玄関を向かい合わせにすることで、住民が顔を合わせやすくする |
平田第6仮設団地では設計段階から東大や岩手県立大の支援を受け、居室の玄関を向かい合わせにするなど、住民同士の交流を促す工夫が施された。森谷さんは「朝晩の人の出入りが目に入り、声を掛けやすい。また、支援団体がイベントを開いてくれるのでこれに参加することで住民のコミュニティーがつくられている」という。一方で、復興公営住宅に移り住む人や、自力再建を目指しての転居も相次ぎ、「せっかく親しくなった人も出て行ってしまう」とも。
佐々木さんも「早くここを出たいというのが本音。ただ新しいところに移り住んでコミュニティーができるかどうかもみんな心配している」と話す。実際に移り住んだところになじめず、仮設住宅に戻ってきた住人もいるという。
敷地内のサポートセンター。診療所やデイサービスなどのサービス拠点として整備された |
そのため、「新しい住まいに移って自立できるように、隣人へのあいさつやイベントの参加などを通じて、ここでコミュニティー形成に加わる練習をしてほしい」と森谷さんは語る。

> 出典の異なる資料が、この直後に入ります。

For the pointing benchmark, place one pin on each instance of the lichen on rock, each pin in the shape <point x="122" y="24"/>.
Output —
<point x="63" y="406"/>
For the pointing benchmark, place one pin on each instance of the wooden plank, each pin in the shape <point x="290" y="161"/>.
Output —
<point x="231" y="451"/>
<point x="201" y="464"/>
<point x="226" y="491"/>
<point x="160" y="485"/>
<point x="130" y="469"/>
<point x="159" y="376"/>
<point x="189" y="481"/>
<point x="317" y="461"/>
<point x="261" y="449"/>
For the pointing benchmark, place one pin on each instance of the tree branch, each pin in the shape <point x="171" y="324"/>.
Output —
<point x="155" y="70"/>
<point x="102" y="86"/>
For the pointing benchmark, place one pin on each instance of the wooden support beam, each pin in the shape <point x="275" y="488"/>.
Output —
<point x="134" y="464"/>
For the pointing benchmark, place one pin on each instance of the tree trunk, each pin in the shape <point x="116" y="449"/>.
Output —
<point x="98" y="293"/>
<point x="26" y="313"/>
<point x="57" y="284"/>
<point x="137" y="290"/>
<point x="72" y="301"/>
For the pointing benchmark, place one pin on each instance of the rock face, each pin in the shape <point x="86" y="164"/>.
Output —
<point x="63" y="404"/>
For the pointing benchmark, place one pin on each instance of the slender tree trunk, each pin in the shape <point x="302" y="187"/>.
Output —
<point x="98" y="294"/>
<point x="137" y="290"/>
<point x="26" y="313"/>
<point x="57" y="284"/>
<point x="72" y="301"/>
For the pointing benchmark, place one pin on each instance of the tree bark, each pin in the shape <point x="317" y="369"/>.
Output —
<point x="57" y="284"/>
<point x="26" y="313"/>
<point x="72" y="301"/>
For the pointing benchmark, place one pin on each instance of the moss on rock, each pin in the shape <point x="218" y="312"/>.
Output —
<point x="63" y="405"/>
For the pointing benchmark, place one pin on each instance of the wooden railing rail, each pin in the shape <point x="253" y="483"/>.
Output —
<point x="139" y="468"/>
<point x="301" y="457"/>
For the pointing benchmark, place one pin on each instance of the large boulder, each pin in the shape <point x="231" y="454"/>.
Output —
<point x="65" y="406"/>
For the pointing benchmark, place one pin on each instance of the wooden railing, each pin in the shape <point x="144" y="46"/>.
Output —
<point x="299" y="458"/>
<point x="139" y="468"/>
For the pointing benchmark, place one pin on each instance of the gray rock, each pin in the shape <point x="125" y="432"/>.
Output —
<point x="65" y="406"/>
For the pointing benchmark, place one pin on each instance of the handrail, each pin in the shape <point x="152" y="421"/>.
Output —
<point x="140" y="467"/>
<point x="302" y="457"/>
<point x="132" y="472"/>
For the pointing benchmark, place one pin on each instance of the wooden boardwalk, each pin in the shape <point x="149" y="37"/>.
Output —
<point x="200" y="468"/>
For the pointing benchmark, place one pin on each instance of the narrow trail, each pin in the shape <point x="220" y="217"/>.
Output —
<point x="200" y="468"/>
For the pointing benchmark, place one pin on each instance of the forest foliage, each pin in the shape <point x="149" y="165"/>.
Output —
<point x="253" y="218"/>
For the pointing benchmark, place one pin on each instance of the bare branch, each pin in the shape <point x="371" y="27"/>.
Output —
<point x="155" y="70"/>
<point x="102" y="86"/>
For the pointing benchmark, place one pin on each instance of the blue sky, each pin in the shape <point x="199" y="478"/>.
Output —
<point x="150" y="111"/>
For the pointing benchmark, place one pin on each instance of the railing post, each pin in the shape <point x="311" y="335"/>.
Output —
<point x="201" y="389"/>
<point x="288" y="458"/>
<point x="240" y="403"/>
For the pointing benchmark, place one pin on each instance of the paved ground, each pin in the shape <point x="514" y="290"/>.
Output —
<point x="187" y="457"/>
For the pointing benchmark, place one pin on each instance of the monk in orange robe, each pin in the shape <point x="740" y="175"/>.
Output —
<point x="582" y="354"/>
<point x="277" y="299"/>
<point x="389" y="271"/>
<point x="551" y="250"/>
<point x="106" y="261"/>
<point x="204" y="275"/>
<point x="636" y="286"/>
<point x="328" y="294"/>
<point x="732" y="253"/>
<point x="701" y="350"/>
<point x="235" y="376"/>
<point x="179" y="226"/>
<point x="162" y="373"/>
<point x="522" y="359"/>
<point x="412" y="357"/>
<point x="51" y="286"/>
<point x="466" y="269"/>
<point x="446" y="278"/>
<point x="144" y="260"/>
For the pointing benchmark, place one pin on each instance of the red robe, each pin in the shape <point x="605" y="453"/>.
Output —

「自分から望まないと世界は広がらない」と佐々木さんも住人一人ひとりの積極性が重要だと説く。
野田市長は、復興のためには「被災した人の住まいの再建が第一だ」と強調。そのためにもハードの整備を急ぐとともに、「自治会などをつくって息づかいの感じられるコミュニティー形成に力を入れたい」と心身のケアも含めたきめ細かな被災者支援の必要性を語る。